Question: Let $P:(x_0, y_0)$ be a first quadrant point on $\frac{x^2}{a^2} − \frac{y^2}{b^2} = 1, a>0, b>0$. Let $D$ be the point where the tangent at $P$ meets the line $x =a^2c$. $F_2$ is the focus $F_2: (c, 0), c>0, c=\sqrt{a^2+b^2}$. Show that $∠DF_2P$ is a right angle.
I believe the way to solve this problem is to confirm that the slope of $DP$ is the negative reciprocal of the slope of $DF_2$.But the points being $(x_0,y_0)$, $(a^2,y)$. and $(c,0)$ doesn't seem to get me there.

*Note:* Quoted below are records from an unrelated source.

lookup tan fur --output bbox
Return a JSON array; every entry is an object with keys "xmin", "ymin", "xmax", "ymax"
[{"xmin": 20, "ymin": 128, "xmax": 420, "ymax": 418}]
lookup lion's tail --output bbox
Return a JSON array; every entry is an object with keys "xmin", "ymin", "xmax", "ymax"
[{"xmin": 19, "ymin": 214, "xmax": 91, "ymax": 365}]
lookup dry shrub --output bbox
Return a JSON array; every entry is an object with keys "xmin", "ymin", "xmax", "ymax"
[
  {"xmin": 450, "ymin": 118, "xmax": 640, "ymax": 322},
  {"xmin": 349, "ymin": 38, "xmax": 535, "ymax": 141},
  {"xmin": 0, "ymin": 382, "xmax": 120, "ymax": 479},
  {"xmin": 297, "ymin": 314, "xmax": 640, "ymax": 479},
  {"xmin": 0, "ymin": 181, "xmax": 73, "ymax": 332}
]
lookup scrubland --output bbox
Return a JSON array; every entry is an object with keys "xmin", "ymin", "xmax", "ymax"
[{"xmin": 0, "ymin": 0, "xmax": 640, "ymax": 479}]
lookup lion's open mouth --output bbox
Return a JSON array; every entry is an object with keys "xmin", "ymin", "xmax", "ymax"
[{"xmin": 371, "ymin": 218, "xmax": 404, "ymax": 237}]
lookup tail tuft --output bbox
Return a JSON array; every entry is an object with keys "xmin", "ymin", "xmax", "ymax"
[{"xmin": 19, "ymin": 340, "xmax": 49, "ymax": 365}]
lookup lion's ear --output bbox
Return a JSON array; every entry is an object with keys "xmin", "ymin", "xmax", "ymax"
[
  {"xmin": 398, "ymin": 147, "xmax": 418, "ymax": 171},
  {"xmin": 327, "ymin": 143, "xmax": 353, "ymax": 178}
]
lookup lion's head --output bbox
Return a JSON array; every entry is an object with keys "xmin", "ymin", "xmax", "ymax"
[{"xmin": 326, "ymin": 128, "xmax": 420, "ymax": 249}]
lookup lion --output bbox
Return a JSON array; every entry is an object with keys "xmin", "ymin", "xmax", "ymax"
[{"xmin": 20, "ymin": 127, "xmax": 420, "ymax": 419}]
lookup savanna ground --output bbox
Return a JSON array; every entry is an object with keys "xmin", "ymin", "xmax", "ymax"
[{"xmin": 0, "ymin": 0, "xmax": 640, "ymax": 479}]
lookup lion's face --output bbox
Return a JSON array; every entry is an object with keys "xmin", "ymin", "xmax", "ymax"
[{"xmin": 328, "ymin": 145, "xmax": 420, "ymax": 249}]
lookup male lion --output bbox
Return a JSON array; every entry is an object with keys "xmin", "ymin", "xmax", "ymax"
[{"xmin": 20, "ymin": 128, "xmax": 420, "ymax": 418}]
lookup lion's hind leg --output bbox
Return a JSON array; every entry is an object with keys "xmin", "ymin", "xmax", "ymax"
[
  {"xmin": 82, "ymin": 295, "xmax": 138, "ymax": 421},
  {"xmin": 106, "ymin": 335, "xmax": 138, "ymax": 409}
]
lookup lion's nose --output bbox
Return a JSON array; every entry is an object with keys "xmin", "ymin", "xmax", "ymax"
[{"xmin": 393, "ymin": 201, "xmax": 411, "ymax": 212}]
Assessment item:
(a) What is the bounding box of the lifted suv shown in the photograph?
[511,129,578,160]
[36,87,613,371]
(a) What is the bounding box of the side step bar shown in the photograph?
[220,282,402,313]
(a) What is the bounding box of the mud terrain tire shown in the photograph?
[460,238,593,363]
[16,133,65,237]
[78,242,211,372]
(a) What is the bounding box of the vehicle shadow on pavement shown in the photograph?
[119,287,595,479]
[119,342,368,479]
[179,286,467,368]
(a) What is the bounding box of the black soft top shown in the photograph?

Hint: Try using parametric coordinates $( a\sec \theta ,b\tan \theta )$ for the point P.
Henceforth calculate the intersection of the tangent line $\frac{x\sec \theta }{a} -\frac{y\tan \theta }{b} =1$ with the line $x=a^{3} e$, assuming the focus of the hyperbola is (ae,0), where e is the eccentricity.
This intersection point turns out to be: $\left( a^{3} e,\frac{\left( a^{2}\sec \theta -1\right) b}{\tan \theta }\right)$.
So, we have P, D and F. Can you now confirm that the slope of DP is the negative reciprocal of the slope of DF?